In this paper we advocate for the idea that two seemingly unrelated mysteries with almost 90 year history – the nature of dark matter and the million-degree solar corona – may be but two sides of the same coin – the axions of dark matter born in the core of the Sun and photons of axion origin in the million-degree solar corona, whose modulations are controlled by the anticorrelated modulation of the asymmetric dark matter (ADM) density in the solar interior.

It is shown that the photons of axion origin, that are born in the almost empty magnetic flux tubes (with $B\sim 10^{7}G$) near the tachocline and then pass through the photosphere to the corona, are the result of the solar corona heating variations, and thus, the Sun luminosity variations. Since the spectrum of the incident photons of axion origin is modulated by the frequency dependence of the cross-section, then, first, the energy distribution of the emitted axions is far from being a blackbody spectrum, and second, for a typical solar spectrum, the maximum of the differential axion flux occurs at the average axion energy is $〈E_a∕T〉\approx 4.4$ (Raffelt, 1986).

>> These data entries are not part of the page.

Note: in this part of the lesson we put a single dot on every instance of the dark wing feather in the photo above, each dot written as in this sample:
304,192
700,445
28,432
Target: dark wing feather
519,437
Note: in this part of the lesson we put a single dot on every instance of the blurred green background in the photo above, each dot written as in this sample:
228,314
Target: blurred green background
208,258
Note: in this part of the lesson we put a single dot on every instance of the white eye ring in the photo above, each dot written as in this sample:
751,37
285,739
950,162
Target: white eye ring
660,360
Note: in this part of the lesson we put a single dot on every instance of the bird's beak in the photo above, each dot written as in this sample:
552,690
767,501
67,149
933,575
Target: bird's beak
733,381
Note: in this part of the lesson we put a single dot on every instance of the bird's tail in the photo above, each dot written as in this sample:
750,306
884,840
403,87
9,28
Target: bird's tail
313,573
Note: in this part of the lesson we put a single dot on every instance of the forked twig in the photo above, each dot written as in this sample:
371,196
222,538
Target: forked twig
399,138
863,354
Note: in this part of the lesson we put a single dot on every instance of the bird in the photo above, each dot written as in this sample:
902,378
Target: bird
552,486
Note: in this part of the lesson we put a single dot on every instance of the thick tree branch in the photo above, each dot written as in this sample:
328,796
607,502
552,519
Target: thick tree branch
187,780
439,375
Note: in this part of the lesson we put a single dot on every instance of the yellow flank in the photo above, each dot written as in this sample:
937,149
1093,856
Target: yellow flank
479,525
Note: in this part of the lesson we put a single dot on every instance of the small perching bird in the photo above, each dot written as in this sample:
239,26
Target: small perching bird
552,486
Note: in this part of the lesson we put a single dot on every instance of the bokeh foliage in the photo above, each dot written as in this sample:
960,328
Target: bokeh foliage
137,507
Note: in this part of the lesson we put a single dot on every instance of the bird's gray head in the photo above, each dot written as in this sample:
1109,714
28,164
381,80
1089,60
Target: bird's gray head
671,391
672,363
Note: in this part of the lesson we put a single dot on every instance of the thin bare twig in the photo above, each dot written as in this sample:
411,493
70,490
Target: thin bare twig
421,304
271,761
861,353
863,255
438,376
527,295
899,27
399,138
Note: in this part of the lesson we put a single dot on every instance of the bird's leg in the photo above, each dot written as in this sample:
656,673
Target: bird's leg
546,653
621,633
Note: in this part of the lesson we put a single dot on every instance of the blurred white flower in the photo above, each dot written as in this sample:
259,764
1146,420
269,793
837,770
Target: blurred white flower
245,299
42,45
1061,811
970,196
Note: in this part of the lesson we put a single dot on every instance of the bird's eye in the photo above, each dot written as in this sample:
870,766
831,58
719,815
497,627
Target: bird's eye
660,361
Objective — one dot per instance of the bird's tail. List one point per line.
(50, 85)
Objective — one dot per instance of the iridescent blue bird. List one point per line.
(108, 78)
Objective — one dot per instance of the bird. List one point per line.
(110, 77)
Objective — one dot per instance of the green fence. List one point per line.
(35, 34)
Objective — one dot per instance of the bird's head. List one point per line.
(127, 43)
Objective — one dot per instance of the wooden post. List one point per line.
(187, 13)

This means that the average energy of the photon of axion origin can generate a temperature of the order of $T_a\sim 1.11\cdot 10^7\mathrm{K}$ under certain conditions of coronal substances, which is close to the temperature $T_{core}\sim 1.55\cdot 10^7\mathrm{K}$ of the Sun core. As a result, the free energy accumulated by the photons of axion origin in a magnetic field by means of degraded spectra due to multiple Compton scattering, is quickly released and converted into heat and plasma motion with a temperature of $\sim 4\cdot 10^6\mathrm{K}$ at maximum and $\sim 1.5\cdot 10^6\mathrm{K}$ at minimum of solar luminosity.

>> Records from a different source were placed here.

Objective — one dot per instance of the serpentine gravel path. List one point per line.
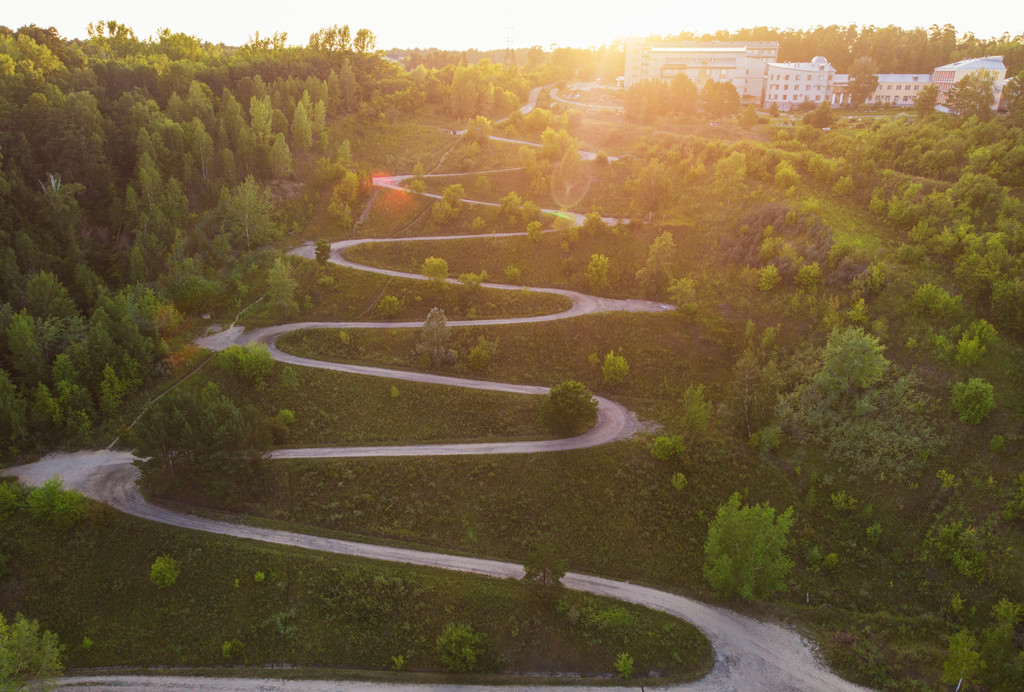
(749, 654)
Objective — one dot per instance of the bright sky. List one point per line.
(465, 24)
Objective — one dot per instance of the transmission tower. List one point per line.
(509, 50)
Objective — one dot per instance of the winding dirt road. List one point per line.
(749, 654)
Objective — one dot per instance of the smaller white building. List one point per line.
(790, 84)
(899, 90)
(946, 76)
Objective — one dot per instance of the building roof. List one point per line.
(697, 49)
(904, 78)
(993, 62)
(809, 67)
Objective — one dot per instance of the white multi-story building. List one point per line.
(892, 89)
(743, 65)
(790, 84)
(946, 76)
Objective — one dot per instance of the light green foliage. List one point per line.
(668, 447)
(660, 264)
(252, 362)
(973, 400)
(624, 665)
(614, 368)
(996, 444)
(435, 268)
(389, 306)
(936, 302)
(948, 479)
(164, 571)
(568, 408)
(30, 657)
(323, 251)
(730, 175)
(434, 338)
(843, 502)
(280, 425)
(963, 545)
(963, 659)
(458, 646)
(593, 223)
(973, 343)
(749, 118)
(744, 554)
(545, 565)
(684, 294)
(768, 277)
(200, 435)
(471, 280)
(281, 158)
(10, 500)
(597, 272)
(481, 353)
(281, 291)
(52, 503)
(231, 649)
(695, 411)
(809, 277)
(844, 186)
(768, 438)
(785, 175)
(851, 359)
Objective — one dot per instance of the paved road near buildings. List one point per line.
(749, 654)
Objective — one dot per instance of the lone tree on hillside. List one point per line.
(744, 552)
(544, 566)
(434, 338)
(568, 408)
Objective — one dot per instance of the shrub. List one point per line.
(597, 272)
(458, 646)
(683, 293)
(481, 353)
(568, 408)
(843, 502)
(52, 503)
(844, 186)
(809, 277)
(744, 552)
(435, 269)
(231, 649)
(164, 571)
(614, 369)
(10, 500)
(785, 175)
(768, 277)
(252, 362)
(666, 447)
(973, 400)
(995, 445)
(389, 306)
(624, 665)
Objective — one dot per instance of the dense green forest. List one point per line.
(847, 339)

Since the photons of axion origin are the result of the Sun luminosity variations, then, unlike the self-excited dynamo, an unexpected but simple question arises: is there a dark matter chronometer hidden deep in the Sun core?

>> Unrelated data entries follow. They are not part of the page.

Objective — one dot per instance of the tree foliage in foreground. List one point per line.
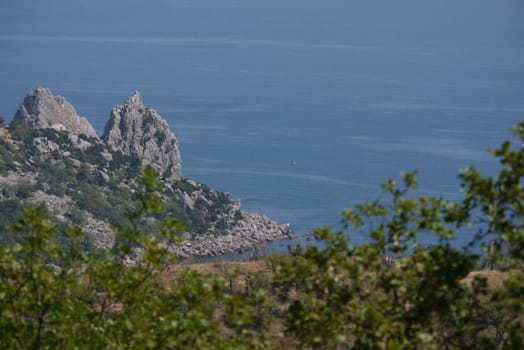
(390, 293)
(357, 297)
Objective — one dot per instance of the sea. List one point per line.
(298, 108)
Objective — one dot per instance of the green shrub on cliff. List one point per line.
(390, 293)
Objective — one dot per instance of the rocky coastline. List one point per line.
(134, 136)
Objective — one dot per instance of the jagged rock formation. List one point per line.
(134, 129)
(90, 182)
(42, 110)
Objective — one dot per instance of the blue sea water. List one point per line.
(298, 108)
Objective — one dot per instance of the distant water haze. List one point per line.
(298, 108)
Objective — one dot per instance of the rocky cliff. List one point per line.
(90, 182)
(42, 110)
(134, 129)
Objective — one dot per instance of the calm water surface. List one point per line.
(298, 108)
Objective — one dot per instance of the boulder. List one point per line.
(41, 110)
(134, 129)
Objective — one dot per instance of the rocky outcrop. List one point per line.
(41, 110)
(253, 231)
(134, 129)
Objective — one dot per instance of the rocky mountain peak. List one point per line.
(134, 129)
(41, 109)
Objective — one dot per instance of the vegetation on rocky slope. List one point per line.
(93, 182)
(390, 293)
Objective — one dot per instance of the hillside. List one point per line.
(51, 155)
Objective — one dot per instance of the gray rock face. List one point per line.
(42, 110)
(134, 129)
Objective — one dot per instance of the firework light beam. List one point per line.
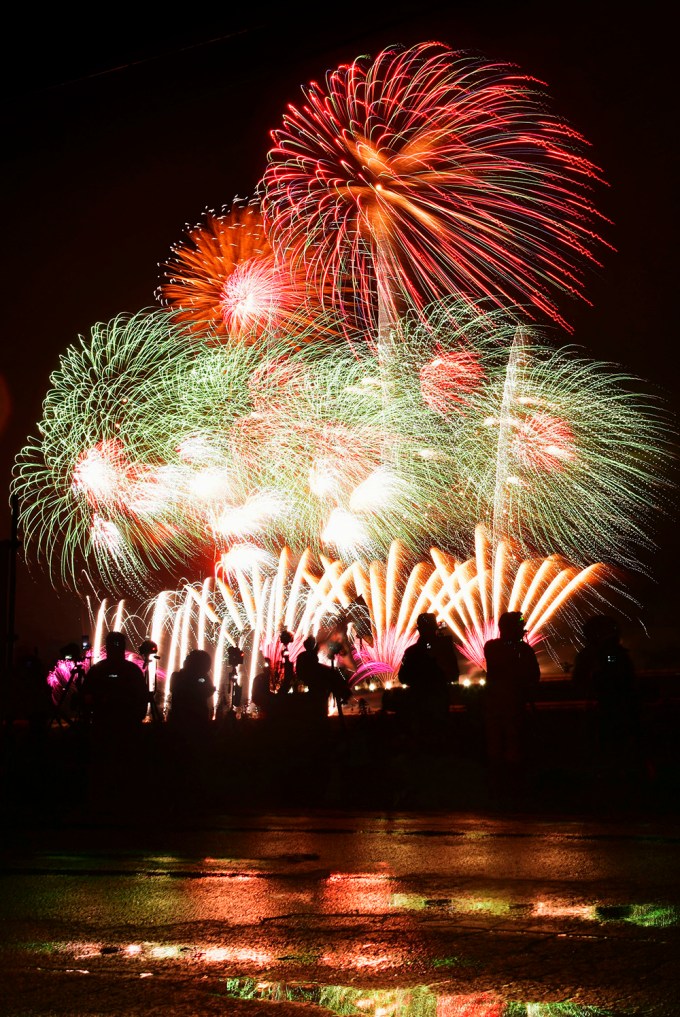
(475, 593)
(426, 172)
(551, 449)
(250, 600)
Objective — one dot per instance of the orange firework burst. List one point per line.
(224, 279)
(426, 172)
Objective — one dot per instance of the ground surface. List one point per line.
(390, 915)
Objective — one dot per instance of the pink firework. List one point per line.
(427, 172)
(543, 442)
(472, 647)
(446, 378)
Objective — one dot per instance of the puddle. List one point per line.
(419, 1001)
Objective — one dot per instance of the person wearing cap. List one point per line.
(512, 674)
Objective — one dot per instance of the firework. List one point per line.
(543, 445)
(224, 280)
(158, 447)
(427, 172)
(91, 489)
(371, 608)
(475, 593)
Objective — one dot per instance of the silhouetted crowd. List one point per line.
(294, 702)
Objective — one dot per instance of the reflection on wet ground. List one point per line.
(358, 922)
(418, 1001)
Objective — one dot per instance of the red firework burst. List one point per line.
(543, 442)
(427, 172)
(224, 279)
(446, 378)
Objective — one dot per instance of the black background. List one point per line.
(118, 131)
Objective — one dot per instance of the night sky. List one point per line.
(119, 133)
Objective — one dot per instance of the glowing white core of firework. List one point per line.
(244, 557)
(106, 535)
(323, 478)
(96, 475)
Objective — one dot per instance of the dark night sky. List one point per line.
(118, 133)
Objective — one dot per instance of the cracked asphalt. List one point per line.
(390, 915)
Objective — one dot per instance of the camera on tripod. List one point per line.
(234, 656)
(286, 638)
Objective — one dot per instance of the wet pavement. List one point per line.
(385, 915)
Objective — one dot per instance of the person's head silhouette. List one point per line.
(511, 626)
(427, 625)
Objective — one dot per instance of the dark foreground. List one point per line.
(367, 761)
(364, 870)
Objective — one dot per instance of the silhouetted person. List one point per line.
(116, 698)
(31, 697)
(261, 693)
(512, 675)
(114, 691)
(603, 671)
(320, 680)
(428, 668)
(191, 695)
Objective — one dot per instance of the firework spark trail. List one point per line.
(91, 488)
(549, 447)
(475, 593)
(225, 282)
(426, 172)
(156, 449)
(254, 596)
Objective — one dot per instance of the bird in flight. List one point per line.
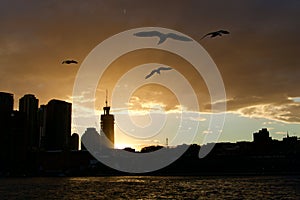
(162, 36)
(69, 62)
(157, 71)
(216, 33)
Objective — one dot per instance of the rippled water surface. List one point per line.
(151, 187)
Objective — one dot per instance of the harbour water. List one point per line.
(151, 187)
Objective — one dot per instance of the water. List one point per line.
(151, 187)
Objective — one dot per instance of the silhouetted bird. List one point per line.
(69, 62)
(162, 36)
(157, 71)
(215, 34)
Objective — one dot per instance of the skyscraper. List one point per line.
(6, 109)
(29, 104)
(107, 125)
(58, 125)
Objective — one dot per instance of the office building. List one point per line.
(58, 125)
(107, 125)
(6, 109)
(29, 104)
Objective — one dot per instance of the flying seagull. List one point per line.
(216, 33)
(162, 36)
(69, 62)
(157, 71)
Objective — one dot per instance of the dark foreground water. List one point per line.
(151, 187)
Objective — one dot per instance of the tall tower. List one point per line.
(6, 109)
(28, 105)
(107, 124)
(58, 125)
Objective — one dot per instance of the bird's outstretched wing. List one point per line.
(164, 68)
(178, 37)
(223, 31)
(69, 62)
(149, 75)
(148, 34)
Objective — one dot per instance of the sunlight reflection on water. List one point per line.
(151, 187)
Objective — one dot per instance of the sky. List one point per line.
(258, 61)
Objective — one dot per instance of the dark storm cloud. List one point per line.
(258, 60)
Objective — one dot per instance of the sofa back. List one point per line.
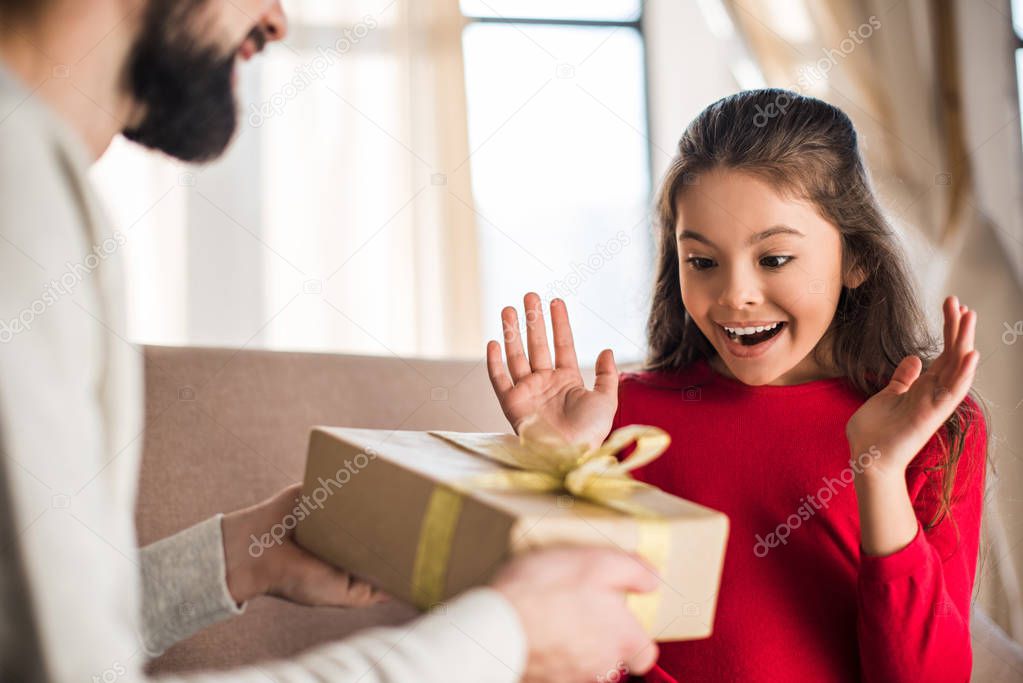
(226, 428)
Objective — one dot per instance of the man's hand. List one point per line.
(262, 558)
(572, 605)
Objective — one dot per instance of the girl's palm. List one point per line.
(901, 418)
(556, 391)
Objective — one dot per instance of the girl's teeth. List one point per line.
(751, 330)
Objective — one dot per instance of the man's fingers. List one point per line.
(565, 356)
(621, 572)
(536, 333)
(607, 373)
(499, 377)
(518, 363)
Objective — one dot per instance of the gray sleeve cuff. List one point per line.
(184, 586)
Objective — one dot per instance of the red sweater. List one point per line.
(813, 607)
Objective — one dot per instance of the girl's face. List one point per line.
(750, 258)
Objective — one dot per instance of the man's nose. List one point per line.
(274, 23)
(740, 289)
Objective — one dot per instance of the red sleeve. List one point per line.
(914, 604)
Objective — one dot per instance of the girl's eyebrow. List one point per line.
(753, 239)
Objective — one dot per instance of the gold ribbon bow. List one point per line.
(543, 462)
(540, 460)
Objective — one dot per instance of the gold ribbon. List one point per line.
(541, 460)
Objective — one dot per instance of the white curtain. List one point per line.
(943, 147)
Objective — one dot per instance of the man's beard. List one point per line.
(185, 89)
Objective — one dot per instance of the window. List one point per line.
(561, 163)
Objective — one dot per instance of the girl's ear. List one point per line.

A unique result of our model is the fact that the periods, velocities and modulations of S-stars are the fundamental indicator of the modulation of the ADM halo density in the fundamental plane of the Galaxy center, which closely correlates with the density modulation of the baryon matter near the SMBH. If the modulations of the ADM halo at the GC lead to modulations of the ADM density on the surface of the Sun (through vertical density waves from the disk to the solar neighborhood), then there is an “experimental” anticorrelation identity between the indicators, e.g. the modulation of the ADM density in the solar interior and the number of sunspots. Therefore, this is also true for the modulation of the ADM density in the solar interior, which is directly related to the identical periods of S-star cycles and the sunspot cycles.

在本文中，我们提倡这样一种想法，即具有近90年历史的两个看似无关的谜团-暗物质的性质和百万度太阳日冕-可能只是同一枚硬币的两个侧面-暗物质的轴心诞生于太阳的核心和起源于轴的光子在百万度的日冕中，其调制度由太阳内部不对称暗物质（ADM）密度的反相关调制控制。

结果表明，在几乎空的磁通管（带有 $乙〜\mathrm{1个}{0}^{7}G$）靠近Tachocline，然后穿过光球到达电晕，这是太阳电晕加热变化以及太阳光度变化的结果。由于轴心起源的入射光子的光谱是通过横截面的频率依赖性进行调制的，因此，首先，所发射轴的能量分布远非黑体光谱，其次，对于典型的太阳光谱，差动轴通量的最大值出现在平均轴力为$〈{Ë}_{\mathrm{一种}}∕Ť〉\approx 4。4$（Raffelt，1986）。这意味着，轴突起源的光子的平均能量可以产生大约${Ť}_{\mathrm{一种}}〜\mathrm{1个}。11\cdot \mathrm{1个}{0}^7\mathrm{ķ}$ 在一定的冠状物质条件下，接近温度 ${Ť}_{CØ\mathrm{[R}Ë}〜\mathrm{1个}。55\cdot \mathrm{1个}{0}^7\mathrm{ķ}$太阳核心。结果，轴的光子在磁场中由于多次康普顿散射而通过退化的光谱积累的自由能迅速释放，并转化为热量和等离子运动，温度为。$〜4\cdot \mathrm{1个}{0}^6\mathrm{ķ}$ 最多和 $〜\mathrm{1个}。5\cdot \mathrm{1个}{0}^6\mathrm{ķ}$ 最低的太阳光度。

由于轴突起源的光子是太阳光度变化的结果，因此，与自激发电机不同的是，出现了一个出乎意料但简单的问题：太阳核深处是否存在暗物质天文钟？

我们模型的独特结果是，S星的周期，速度和调制是银河系中心基本平面中ADM光晕密度调制的基本指标，这与银河系中心的密度调制密切相关。 SMBH附近的重子物质。如果GC上ADM晕的调制导致太阳表面上ADM密度的调制（通过从磁盘到太阳附近的垂直密度波），则指示器之间存在“实验”反相关身份，例如，太阳能内部的ADM密度和黑子数的调制。因此，对于太阳内部的ADM密度的调制也是如此，这直接与S星周期和太阳黑子周期的相同周期有关。